Le 26 juillet 2021, la caisse primaire d'assurance maladie de Lille-Douai notifiait à Mme [K] son refus d'indemniser l'arrêt de travail au motif qu'il avait été déposé postérieurement à la période de repos prescrite.
Mme [K] a saisi la commission de recours amiable d'une contestation de cette décision, puis suite au rejet de sa demande, le tribunal judiciaire de Douai.
Par jugement en date du 13 juin 2022, le pôle social du tribunal judiciaire de Douai a :
- jugé que Mme [K] avait droit au bénéfice d'indemnités journalières pour la période allant du 14 au 18 juillet 2021,
- condamné la CPAM de Lille-Douai aux éventuels dépens.
Cette décision a été notifiée à la CPAM de Lille-Douai qui en a relevé appel le 18 juillet 2022.
Les parties ont été convoquées à l'audience du 19 octobre 2023.
Par conclusions, visées le 21 août 2023 et soutenues oralement à l'audience, la CPAM de Lille-Douai demande à la cour de :
- infirmer le jugement du tribunal judiciaire de Douai du 13 juin 2022 en toutes ses dispositions,
- confirmer la décision de refus d'indemniser l'arrêt de travail pour la période du 14 juillet 2021 au 18 juillet 2021 prise à l'encontre de Mme [S] [K].
Elle indique avoir reçu l'arrêt de travail postérieurement à la période de repos prescrite.
Elle soutient que l'attestation produite en première instance par l'assurée ne comporte pas les mentions requises par l'article 202 du code de procédure civile et qu'elle n'est corroborée par aucun élément objectif.
Elle soulève que l'attestation du médecin prescripteur n'a pas d'autre objet que d'attester de l'état de santé de l'assurée et qu'elle ne permet pas de démontrer que la prescription a été déposée dans les délais.
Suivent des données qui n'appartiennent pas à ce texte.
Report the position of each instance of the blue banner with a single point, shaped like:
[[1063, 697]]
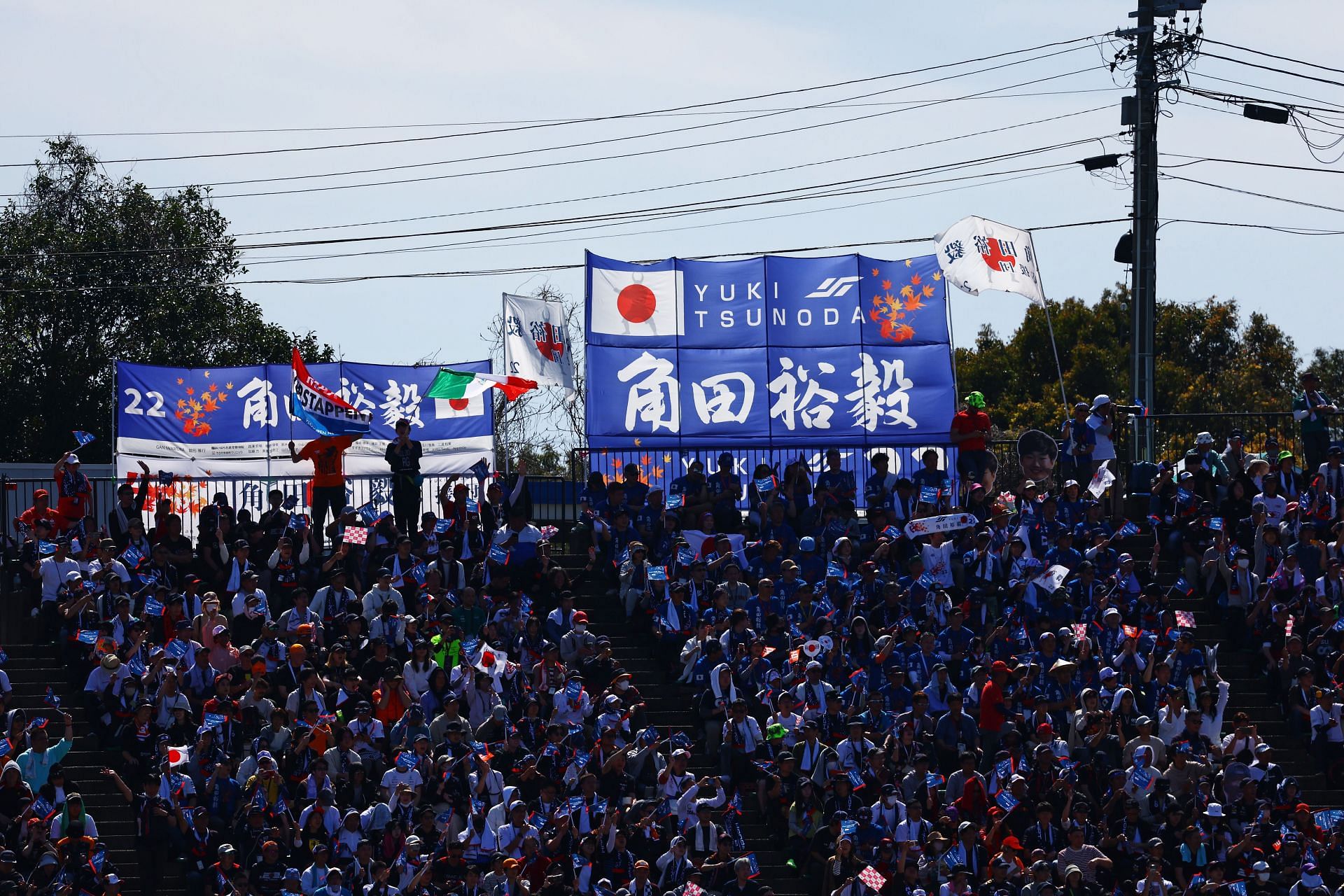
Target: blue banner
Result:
[[237, 421], [847, 351]]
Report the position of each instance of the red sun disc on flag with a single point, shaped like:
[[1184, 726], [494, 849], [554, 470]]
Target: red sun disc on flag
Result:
[[636, 302]]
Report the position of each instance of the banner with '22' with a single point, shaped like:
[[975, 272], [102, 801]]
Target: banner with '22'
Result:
[[846, 349], [235, 421]]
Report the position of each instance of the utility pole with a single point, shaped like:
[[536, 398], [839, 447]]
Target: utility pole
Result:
[[1144, 300], [1158, 61]]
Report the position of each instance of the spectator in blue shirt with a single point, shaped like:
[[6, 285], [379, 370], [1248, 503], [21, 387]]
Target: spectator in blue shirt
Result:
[[636, 492], [879, 486], [724, 489], [930, 476], [1078, 442], [834, 484]]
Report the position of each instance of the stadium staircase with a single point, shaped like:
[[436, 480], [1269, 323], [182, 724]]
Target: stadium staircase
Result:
[[33, 669]]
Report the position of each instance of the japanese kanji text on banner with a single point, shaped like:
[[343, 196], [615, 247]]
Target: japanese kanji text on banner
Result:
[[790, 351], [237, 421]]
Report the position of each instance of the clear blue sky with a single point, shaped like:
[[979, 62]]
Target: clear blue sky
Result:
[[89, 67]]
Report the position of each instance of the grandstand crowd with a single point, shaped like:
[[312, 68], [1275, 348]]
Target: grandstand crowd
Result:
[[924, 682]]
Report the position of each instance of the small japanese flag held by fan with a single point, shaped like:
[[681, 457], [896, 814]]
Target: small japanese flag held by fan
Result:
[[873, 878], [980, 254], [1102, 480]]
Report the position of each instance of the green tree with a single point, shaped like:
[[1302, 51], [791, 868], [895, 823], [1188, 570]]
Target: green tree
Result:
[[1208, 360], [94, 270]]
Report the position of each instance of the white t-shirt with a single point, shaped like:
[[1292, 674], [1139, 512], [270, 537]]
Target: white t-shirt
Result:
[[1105, 449], [52, 573]]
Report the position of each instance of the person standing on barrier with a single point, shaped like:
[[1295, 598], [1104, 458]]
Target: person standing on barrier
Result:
[[327, 454], [403, 456]]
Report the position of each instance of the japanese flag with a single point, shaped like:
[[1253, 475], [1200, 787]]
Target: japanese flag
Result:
[[635, 302], [452, 407], [983, 254]]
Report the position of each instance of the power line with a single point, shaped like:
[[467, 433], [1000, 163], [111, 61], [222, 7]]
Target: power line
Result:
[[1270, 55], [734, 202], [1254, 164], [514, 241], [692, 183], [1281, 71], [515, 270], [1250, 192], [505, 121], [629, 155], [594, 118]]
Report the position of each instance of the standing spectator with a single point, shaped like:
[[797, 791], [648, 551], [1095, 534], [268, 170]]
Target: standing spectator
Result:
[[1079, 441], [971, 434], [328, 456], [1312, 409], [403, 456]]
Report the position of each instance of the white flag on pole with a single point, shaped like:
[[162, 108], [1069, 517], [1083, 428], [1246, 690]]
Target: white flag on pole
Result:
[[1051, 580], [981, 254], [537, 343], [1101, 480]]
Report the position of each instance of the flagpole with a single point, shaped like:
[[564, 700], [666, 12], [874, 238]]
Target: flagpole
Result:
[[1050, 326], [1054, 348]]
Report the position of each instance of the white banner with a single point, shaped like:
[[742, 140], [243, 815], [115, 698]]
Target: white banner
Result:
[[945, 523], [983, 254], [537, 343]]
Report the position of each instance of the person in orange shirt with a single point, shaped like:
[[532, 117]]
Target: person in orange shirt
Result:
[[328, 457], [390, 701]]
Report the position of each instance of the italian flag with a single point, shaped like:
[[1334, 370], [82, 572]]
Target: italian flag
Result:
[[458, 386]]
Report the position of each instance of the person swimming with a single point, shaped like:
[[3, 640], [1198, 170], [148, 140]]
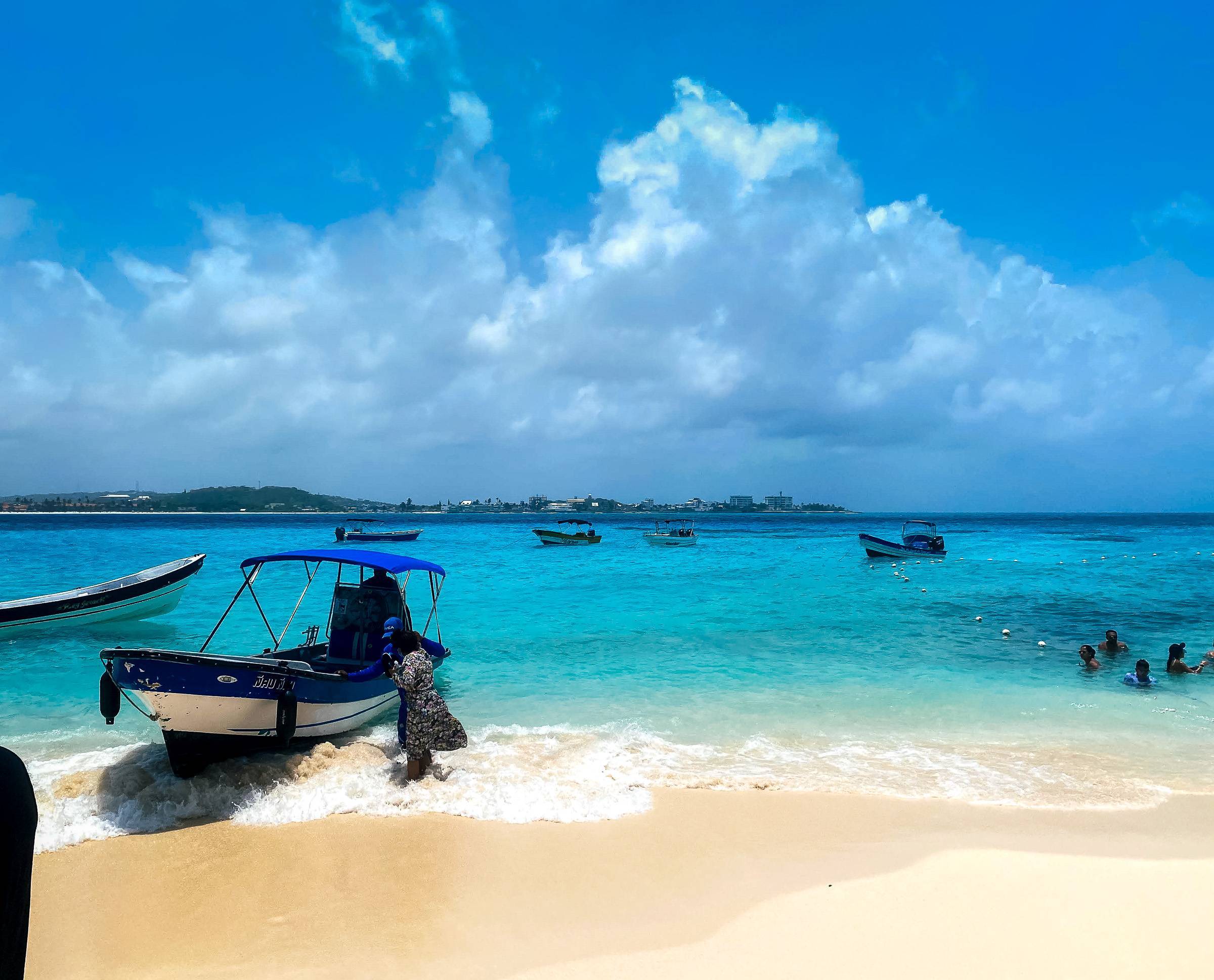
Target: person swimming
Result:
[[1140, 677], [1177, 661]]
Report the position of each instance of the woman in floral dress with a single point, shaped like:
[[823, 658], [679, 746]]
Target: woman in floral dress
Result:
[[431, 727], [424, 724]]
Elle ajoute que lorsque l'arrêt est transmis après la fin du repos prescrit, la caisse est fondée à refuser le versement des indemnités journalières sans avoir à prononcer un avertissement préalable.
Mme [S] [K], régulièrement convoquée, est absente et non représentée. Elle a adressé des pièces par courrier reçu au greffe le 18 octobre 2023 mais n'a pas comparu et n'a pas demandé de dispense de comparution.
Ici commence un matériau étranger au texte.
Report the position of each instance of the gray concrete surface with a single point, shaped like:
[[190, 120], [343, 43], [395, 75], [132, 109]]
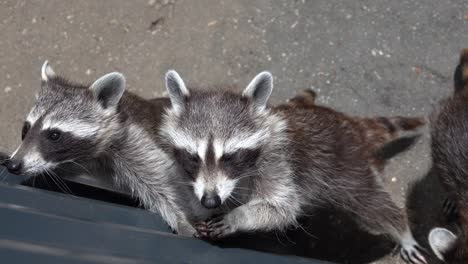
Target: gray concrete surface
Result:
[[363, 57]]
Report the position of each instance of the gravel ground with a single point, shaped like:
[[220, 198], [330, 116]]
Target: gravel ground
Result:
[[362, 57]]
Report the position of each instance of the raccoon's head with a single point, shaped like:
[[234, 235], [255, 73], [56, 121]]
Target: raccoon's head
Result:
[[68, 122], [448, 247], [217, 137]]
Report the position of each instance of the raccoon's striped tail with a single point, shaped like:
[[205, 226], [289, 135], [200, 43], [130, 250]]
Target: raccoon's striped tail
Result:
[[460, 76]]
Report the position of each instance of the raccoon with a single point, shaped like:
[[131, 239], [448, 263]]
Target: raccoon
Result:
[[449, 133], [375, 133], [261, 168], [103, 130]]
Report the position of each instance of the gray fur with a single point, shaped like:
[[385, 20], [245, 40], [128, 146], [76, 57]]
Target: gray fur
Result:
[[308, 158], [117, 139]]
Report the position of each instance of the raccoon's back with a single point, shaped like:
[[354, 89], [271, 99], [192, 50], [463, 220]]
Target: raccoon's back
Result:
[[326, 149], [449, 133]]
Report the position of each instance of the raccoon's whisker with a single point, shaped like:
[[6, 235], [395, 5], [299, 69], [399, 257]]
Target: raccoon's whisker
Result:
[[59, 182], [81, 166], [53, 179]]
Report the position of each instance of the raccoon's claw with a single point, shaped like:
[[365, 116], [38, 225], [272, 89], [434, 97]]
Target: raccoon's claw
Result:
[[214, 229], [450, 210], [411, 254]]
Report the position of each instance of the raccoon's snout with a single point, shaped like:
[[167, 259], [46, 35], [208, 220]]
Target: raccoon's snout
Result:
[[211, 201], [14, 166]]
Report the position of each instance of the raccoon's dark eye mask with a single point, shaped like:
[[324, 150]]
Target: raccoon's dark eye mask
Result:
[[188, 161], [244, 157]]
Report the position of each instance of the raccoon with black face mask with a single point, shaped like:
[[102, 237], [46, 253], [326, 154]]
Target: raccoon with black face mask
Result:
[[106, 132], [263, 168], [449, 133]]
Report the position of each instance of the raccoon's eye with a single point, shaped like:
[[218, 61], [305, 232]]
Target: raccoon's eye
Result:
[[189, 162], [25, 130], [54, 135]]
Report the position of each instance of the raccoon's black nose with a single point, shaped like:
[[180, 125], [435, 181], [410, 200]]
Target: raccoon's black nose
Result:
[[211, 202], [14, 166]]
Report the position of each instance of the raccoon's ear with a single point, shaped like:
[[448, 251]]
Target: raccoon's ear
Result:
[[441, 241], [47, 72], [259, 89], [177, 90], [109, 89]]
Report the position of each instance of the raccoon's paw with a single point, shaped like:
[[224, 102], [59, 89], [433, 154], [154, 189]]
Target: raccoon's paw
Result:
[[450, 210], [215, 229], [187, 230], [4, 158], [411, 253]]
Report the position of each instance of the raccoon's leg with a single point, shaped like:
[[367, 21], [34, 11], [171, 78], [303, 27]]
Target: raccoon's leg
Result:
[[255, 215], [450, 210], [376, 212]]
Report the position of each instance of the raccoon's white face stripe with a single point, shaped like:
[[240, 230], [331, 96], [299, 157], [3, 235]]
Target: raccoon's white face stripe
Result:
[[246, 141], [75, 127], [218, 148], [199, 187], [33, 162], [182, 140], [16, 151], [33, 116], [202, 149], [224, 187], [221, 183]]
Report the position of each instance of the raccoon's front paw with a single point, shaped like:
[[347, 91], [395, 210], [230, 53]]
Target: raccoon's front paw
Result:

La procédure étant orale, la cour n'est saisie d'aucune prétention de Mme [S] [K].
Conformément à l'article 455 du code de procédure civile, il est renvoyé aux écritures des parties s'agissant de la présentation plus complète de leurs demandes et des moyens qui les fondent.
MOTIFS
La caisse primaire d'assurance maladie de Lille-Douai sollicite la confirmation de sa décision de refus d'indemniser l'arrêt de travail de Mme [K].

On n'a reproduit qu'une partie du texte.